This was at McBain Field, an hour after the game had ended, Ben having waited to tell Shawn what he wanted.

“You ever notice how much you say that?” Ben said. “That you can't do something?”

“Just let me wait until the season's over,” Shawn said.

Ben said, “Man, there really is a ton of stuff you just don't get. The season's just getting
started
, that's the way I look at it. And the way
you
ought to be looking at it.”

It was just the two of them, far end of the field near the swings, Shawn having ridden his bike over, Ben having laid it all out for him, like a homework assignment:

Shawn had to tell his dad all of it. Now. That he didn't want to be a quarterback, never wanted to be a quarterback, didn't want to be the player his dad had been.

“I'd have to admit I lied,” Shawn said. “My dad hates lying.”

“You think mine doesn't?” Ben said. “But the longer you let the lie go on, the worse it's going to be when you do tell. Like any dumb lie. That's why you're gonna do it now.”

They were sitting in the grass near the swings. Shawn had told Ben he wasn't going to sit in some little kid's swing, Ben wanting to tell him he ought to try it, he did some of his very best thinking sitting in those swings.

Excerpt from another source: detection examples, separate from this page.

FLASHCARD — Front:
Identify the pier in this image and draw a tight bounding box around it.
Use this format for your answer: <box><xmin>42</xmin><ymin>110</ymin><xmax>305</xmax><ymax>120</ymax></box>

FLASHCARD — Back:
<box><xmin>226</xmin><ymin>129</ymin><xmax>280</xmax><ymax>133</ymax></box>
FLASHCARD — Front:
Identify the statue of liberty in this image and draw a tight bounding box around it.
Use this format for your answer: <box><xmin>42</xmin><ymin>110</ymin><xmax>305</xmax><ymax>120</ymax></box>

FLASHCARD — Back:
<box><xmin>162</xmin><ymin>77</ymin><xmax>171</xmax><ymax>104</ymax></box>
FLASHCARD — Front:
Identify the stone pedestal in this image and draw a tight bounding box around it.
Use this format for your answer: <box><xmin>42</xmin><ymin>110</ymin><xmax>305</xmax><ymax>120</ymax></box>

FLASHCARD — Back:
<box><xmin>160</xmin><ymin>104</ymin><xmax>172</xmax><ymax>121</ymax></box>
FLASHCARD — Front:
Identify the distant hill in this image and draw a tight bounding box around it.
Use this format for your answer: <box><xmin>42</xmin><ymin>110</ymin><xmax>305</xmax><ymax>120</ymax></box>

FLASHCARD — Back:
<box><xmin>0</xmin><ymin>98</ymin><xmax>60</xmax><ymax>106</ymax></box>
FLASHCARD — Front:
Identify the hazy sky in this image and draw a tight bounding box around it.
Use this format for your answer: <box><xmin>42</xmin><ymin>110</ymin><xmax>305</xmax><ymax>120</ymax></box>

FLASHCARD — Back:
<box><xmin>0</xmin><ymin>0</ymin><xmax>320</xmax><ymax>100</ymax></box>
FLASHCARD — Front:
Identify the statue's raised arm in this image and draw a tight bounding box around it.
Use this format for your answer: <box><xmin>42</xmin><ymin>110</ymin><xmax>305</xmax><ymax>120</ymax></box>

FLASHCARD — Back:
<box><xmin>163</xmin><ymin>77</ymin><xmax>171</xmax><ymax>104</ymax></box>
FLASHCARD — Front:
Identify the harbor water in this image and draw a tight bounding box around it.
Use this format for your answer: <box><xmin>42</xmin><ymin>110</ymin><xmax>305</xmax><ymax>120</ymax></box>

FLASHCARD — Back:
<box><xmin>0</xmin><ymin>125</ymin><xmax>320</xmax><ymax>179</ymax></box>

For now they were in the grass instead, facing each other, Shawn wearing a “Maryland Football” T-shirt. His dad's old school.

“The day he put you in at quarterback, that was the day I told him I was going to try harder than ever to
be
one. A QB.”

“Another lie.”

“I
know
.”

“After you caught the touchdown pass today, you said you owed me one, all I had to do was name it. This is the one.”

Shawn said, “I didn't know what you wanted me to promise.”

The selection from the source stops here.